MENOPAUSA - COMO MANTER SAÚDE E VITALIDADE PELOS PRÓXIMOS 30 ANOS (GN - SAÚDE)

Médico Dr. Guthyerres Carvalho explica como hábitos saudáveis e tratamento individualizado favorecem uma longevidade ativa após a menopausa/Acervo Pessoal





O aumento da expectativa de vida das brasileiras trouxe uma nova realidade para a saúde da mulher: hoje, muitas passam cerca de 30 anos da vida após a menopausa. Apesar de representar uma parcela significativa da vida adulta, esse período ainda costuma ser associado apenas ao fim da fase reprodutiva. Especialistas, no entanto, defendem uma mudança de perspectiva. Mais do que encerrar um ciclo, a menopausa pode marcar o início de uma fase de longevidade produtiva, desde que seja acompanhada por cuidados voltados à prevenção e à manutenção da saúde.



Com a redução dos níveis hormonais, o organismo feminino passa por mudanças que podem favorecer o aumento da gordura abdominal, a perda de massa muscular, a redução da densidade óssea e um maior risco para doenças cardiovasculares, diabetes e alterações cognitivas.
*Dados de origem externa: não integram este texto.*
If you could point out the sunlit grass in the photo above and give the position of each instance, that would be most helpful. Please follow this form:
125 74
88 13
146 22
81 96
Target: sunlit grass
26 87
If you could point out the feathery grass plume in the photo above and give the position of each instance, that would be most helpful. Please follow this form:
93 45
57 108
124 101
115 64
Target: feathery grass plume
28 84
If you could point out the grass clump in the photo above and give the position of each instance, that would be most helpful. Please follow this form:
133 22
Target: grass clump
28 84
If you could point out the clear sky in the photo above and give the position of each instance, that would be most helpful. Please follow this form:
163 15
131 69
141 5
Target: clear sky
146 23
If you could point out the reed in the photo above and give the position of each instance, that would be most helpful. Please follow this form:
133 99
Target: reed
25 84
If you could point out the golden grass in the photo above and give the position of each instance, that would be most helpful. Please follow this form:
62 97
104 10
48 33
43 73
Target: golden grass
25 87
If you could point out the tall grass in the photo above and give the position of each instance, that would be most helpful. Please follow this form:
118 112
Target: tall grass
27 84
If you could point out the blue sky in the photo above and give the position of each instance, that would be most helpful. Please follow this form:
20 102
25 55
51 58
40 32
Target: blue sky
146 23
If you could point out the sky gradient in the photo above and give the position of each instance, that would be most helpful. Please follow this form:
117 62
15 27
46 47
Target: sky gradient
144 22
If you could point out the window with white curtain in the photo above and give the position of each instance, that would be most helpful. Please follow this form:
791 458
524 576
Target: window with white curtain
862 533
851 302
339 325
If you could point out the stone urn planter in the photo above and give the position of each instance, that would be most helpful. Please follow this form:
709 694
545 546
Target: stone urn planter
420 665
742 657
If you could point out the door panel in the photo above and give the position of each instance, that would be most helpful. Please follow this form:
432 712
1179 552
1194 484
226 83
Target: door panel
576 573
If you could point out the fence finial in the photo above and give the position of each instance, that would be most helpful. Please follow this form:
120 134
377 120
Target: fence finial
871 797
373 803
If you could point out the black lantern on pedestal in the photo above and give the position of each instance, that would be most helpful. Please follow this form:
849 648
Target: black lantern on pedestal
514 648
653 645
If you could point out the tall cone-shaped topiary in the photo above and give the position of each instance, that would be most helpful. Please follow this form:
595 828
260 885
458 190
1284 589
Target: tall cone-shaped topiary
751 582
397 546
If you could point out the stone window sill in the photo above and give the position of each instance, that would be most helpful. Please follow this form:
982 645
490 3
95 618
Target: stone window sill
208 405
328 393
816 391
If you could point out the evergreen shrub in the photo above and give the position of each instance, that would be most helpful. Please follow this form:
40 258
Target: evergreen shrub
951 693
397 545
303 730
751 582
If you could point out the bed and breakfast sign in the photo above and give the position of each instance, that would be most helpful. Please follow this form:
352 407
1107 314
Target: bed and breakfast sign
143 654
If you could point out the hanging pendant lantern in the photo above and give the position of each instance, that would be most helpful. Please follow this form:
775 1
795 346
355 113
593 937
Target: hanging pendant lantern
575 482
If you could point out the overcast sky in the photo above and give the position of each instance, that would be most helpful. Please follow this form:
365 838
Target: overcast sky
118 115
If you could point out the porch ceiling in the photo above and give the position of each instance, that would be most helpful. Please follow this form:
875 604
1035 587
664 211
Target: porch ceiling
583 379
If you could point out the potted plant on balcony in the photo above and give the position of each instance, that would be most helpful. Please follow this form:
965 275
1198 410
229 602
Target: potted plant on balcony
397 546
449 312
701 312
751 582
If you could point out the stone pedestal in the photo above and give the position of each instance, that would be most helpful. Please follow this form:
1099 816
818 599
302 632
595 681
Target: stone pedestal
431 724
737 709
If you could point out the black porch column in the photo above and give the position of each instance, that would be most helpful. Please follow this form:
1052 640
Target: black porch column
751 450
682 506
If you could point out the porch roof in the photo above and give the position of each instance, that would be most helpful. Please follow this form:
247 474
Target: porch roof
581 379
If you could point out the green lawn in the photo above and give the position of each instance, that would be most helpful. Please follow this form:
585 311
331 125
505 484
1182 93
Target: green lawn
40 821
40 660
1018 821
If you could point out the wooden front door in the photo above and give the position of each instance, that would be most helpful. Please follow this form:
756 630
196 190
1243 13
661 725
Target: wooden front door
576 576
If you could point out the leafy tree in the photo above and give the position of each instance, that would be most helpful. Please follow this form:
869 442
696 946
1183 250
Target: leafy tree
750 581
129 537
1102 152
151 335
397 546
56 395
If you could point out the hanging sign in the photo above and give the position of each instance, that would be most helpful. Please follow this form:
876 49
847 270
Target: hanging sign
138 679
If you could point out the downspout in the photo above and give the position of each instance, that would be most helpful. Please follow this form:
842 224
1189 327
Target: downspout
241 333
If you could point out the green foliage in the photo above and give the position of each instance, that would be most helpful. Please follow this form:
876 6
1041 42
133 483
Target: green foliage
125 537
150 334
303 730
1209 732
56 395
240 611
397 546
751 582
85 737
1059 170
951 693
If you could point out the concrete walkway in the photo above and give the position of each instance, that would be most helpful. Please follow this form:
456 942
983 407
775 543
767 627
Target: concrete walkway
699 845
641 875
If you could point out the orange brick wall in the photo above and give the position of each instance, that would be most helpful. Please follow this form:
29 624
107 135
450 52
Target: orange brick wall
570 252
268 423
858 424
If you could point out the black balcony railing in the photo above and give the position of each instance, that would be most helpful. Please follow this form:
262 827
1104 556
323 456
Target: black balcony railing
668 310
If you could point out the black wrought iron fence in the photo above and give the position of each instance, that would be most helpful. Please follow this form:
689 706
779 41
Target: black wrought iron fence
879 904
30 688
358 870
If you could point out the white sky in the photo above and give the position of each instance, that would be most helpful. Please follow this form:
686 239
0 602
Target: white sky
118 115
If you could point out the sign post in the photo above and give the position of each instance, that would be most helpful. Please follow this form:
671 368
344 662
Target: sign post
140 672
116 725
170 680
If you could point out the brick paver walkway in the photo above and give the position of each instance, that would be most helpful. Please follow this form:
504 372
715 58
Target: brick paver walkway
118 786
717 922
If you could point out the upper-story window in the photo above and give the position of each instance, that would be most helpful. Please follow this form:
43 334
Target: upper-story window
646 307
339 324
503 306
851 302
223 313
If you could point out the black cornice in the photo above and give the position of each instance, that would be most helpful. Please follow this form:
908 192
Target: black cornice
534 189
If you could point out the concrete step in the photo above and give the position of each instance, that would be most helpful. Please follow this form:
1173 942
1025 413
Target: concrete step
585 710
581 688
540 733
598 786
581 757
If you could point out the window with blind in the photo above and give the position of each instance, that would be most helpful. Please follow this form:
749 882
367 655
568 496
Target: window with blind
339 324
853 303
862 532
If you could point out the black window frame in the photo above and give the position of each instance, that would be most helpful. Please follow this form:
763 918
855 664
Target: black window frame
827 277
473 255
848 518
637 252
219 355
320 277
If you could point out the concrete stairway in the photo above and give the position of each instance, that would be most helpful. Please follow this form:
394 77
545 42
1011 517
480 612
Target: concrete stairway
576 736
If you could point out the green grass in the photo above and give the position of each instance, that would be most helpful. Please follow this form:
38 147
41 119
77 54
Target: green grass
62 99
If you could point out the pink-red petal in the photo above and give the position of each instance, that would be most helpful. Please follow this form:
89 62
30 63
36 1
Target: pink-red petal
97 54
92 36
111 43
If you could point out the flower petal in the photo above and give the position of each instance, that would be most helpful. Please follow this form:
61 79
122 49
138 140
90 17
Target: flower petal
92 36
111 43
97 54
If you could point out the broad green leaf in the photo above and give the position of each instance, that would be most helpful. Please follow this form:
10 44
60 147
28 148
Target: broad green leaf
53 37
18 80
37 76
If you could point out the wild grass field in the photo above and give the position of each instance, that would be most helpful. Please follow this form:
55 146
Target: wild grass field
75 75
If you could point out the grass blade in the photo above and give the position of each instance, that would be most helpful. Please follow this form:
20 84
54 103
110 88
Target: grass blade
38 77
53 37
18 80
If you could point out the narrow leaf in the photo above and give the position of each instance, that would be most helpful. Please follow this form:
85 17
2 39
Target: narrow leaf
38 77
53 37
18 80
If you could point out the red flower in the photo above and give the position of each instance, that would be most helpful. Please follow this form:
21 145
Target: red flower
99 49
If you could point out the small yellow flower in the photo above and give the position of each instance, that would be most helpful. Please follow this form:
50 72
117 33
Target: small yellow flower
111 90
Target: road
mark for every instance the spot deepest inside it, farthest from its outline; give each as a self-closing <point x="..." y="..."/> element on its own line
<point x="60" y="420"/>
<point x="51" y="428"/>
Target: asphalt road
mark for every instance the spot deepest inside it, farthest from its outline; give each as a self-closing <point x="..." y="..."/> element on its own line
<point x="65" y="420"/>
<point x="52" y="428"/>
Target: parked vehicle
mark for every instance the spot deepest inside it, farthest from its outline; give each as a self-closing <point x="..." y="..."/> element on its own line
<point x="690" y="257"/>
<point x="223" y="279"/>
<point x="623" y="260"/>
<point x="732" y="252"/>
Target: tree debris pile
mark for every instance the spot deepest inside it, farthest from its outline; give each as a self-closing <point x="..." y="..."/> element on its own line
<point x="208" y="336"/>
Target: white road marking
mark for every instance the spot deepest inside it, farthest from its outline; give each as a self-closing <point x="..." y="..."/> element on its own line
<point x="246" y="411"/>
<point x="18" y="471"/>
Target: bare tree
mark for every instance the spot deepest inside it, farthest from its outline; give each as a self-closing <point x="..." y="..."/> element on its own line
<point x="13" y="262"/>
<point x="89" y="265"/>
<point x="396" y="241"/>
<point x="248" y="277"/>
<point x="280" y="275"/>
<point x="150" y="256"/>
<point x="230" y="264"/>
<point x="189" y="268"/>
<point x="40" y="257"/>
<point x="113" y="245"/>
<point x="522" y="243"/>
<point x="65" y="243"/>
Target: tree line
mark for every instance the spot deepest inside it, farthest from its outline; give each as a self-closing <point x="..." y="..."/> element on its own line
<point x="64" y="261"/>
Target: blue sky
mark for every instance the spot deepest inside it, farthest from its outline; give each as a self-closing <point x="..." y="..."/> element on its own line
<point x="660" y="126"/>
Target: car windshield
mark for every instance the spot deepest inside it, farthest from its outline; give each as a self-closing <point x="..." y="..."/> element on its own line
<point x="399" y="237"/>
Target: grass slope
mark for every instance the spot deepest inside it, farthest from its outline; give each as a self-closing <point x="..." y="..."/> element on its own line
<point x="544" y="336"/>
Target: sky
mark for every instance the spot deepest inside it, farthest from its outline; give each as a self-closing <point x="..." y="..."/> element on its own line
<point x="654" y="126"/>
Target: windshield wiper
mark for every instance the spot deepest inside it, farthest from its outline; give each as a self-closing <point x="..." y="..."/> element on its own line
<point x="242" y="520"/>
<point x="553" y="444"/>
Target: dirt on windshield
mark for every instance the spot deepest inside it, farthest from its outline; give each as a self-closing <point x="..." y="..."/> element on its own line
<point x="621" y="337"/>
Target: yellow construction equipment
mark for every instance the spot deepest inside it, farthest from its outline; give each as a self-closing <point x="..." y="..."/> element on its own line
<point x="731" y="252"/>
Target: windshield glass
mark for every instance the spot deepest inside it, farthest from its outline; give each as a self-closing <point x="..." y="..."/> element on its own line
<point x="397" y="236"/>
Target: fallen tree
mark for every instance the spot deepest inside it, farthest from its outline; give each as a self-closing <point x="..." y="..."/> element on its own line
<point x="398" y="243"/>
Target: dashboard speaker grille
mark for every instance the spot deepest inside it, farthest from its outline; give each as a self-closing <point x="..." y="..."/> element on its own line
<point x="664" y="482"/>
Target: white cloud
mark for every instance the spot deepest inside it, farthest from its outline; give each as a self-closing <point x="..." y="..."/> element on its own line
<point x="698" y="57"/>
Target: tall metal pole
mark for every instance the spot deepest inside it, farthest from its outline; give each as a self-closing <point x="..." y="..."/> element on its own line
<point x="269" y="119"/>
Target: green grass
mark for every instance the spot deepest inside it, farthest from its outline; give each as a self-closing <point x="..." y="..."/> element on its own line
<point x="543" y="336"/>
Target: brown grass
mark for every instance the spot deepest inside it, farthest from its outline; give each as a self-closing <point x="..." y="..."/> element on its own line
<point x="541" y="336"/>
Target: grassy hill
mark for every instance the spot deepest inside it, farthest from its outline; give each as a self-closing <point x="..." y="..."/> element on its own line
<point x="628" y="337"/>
Ao mesmo tempo, avanços na medicina têm permitido estratégias cada vez mais individualizadas para reduzir esses impactos e promover um envelhecimento mais saudável.

"Hoje sabemos que a menopausa vai muito além dos sintomas mais conhecidos. É uma fase em que o organismo passa por mudanças importantes, que influenciam o metabolismo, a composição corporal, a saúde cardiovascular, óssea e até a função cerebral. Quando essas alterações são identificadas precocemente, conseguimos adotar estratégias para preservar qualidade de vida e reduzir o risco de diversas doenças no futuro."

Entre as abordagens que vêm ganhando espaço está o conceito conhecido como "biohacking" da menopausa, que reúne intervenções voltadas à otimização do funcionamento do organismo. A estratégia envolve alimentação equilibrada, prática regular de exercícios físicos, fortalecimento muscular, controle da inflamação sistêmica, melhora da qualidade do sono, redução do estresse e, quando há indicação médica, terapia de reposição hormonal.

De acordo com o especialista, o objetivo não é apenas aliviar os sintomas característicos dessa fase, mas preservar a disposição física, a autonomia e a capacidade cognitiva ao longo do envelhecimento.

"A perda hormonal favorece alterações metabólicas que podem aumentar o acúmulo de gordura abdominal, reduzir a massa muscular e elevar processos inflamatórios crônicos. Trabalhar esses fatores de forma integrada ajuda a manter energia, disposição, força física e desempenho cognitivo por muito mais tempo."

Outro aspecto que merece atenção é a chamada "menopausa silenciosa". Nem todas as mulheres apresentam sintomas clássicos, como ondas de calor intensas. Em muitos casos, as primeiras manifestações surgem de forma discreta, incluindo fadiga persistente, dificuldade de concentração, alterações do humor, insônia e redução da libido, sinais frequentemente confundidos com o envelhecimento natural ou com o excesso de responsabilidades do dia a dia.

"Nem toda mulher apresenta ondas de calor intensas. Em muitos casos, os primeiros sinais aparecem como fadiga persistente, alterações de humor, dificuldade para dormir ou perda de rendimento nas atividades diárias. Por isso, é importante olhar para esses sintomas de forma ampla e buscar avaliação médica, em vez de simplesmente normalizá-los."

Para o Dr. Guthyerres Carvalho, falar sobre menopausa também significa falar sobre prevenção. A adoção de hábitos saudáveis, aliada ao acompanhamento médico regular e a tratamentos individualizados quando necessários, pode reduzir significativamente o risco de doenças crônicas e contribuir para que a mulher mantenha independência, qualidade de vida e produtividade por muitos anos.

"A mulher não deve enxergar a menopausa como o fim de um ciclo, mas como o começo de uma fase em que cuidar da saúde faz ainda mais diferença. O objetivo hoje não é apenas viver mais, mas viver melhor, preservando autonomia, vitalidade e qualidade de vida durante as próximas décadas."